Par Sandro CAPO CHICHI / Nofipédia

Origines
Au début du 18ème siècle, le terme ‘aguda’ désigne chez les esclaves du Dahomey (sud de l’actuel Bénin) le Brésil. Au 19ème siècle toutefois, au Dahomey, le terme désigne tous les Lusophones, Portugais, Brésiliens, esclaves ou hommes libres. L’origine du terme est inconnue. Il a été proposé que le nom serait dérivé d’Ajuda, du nom portugais de la ville dahoméenne de Ouidah, un des principaux ports de déportation d’esclaves vers les Amériques. Toutefois, en Nupe, une langue parlée au centre du Nigéria, Àgùdà, ne fait pas référence aux Portugais ou aux Brésiliens, mais aux commerçants français de la période précoloniale. Le terme pourrait à l’origine avoir une référence aux commerçants occidentaux dans les langues de la région. Jusqu’au début du 19ème siècle, des esclaves affranchis revenaient individuellement dans la région du Golfe de Bénin (Togo, Dahomey, Nigéria). Le siècle commençant allait voir l’arrivée sur les côtes du Golfe de Bénin, d’hommes libres brésiliens, portugais, d’anciens esclaves qui allaient contribuer au trafic des esclaves vers le Brésil notamment. Le plus fameux d’entre eux fut Francisco Félix de Souza, un Brésilien d’origine mixte qui arriva vers 1800 et participa au coup d’Etat du roi Guézo de Dahomey dont il deviendra un ministre.

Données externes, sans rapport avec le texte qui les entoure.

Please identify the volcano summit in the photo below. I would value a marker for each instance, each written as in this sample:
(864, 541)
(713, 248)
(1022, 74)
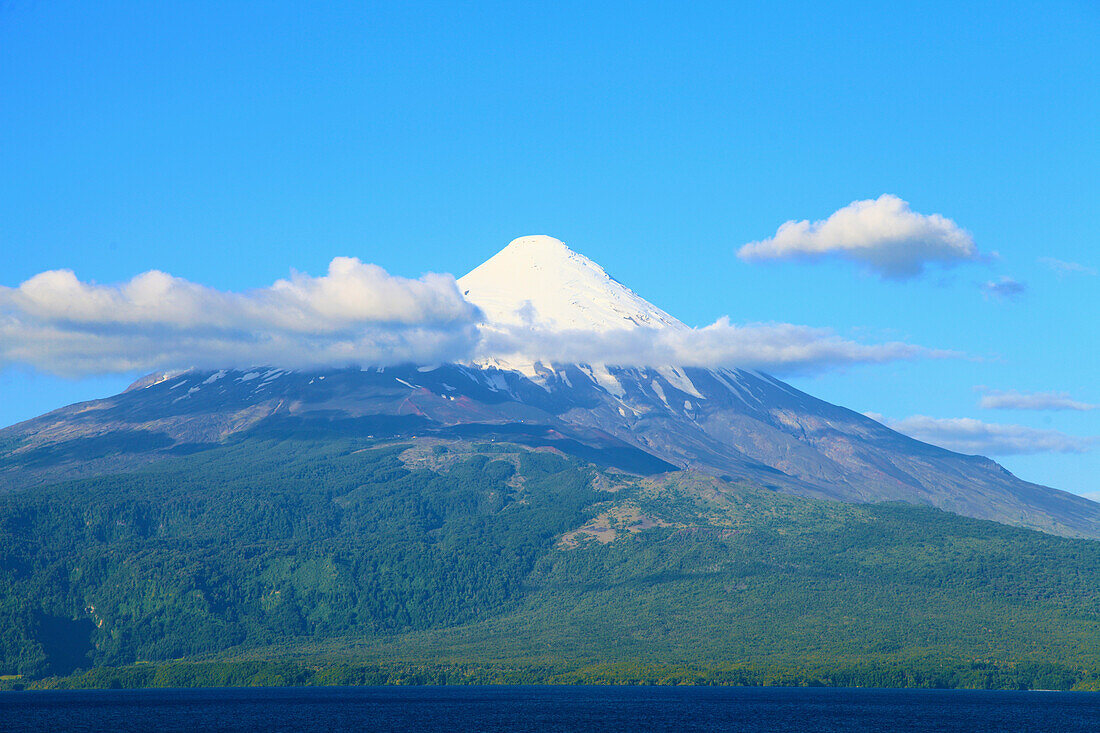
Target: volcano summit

Francisco Félix de Souza : il fut l'objet du film Cobra Verde de Werbner Herzog avec Klaus Kinski (1987)
Francisco Félix de Souza : il fut l’objet du film Cobra Verde de Werbner Herzog avec Klaus Kinski (1987)

Parmi ces autres trafiquants lusophones installés sur la côte, on compte encore Joaquim d’Almeida, un noir d’ethnie mahi né au Dahomey, déporté puis retourné en Afrique et établi à Agoué. En 1835, un autre événement allait entraîner la consolidation de cette communauté afro-brésilienne du Golfe de Bénin, cette fois-ci avec une migration à grande échelle d’anciens esclaves noirs. Il s’agit de la révolte d’esclaves musulmans à Bahia.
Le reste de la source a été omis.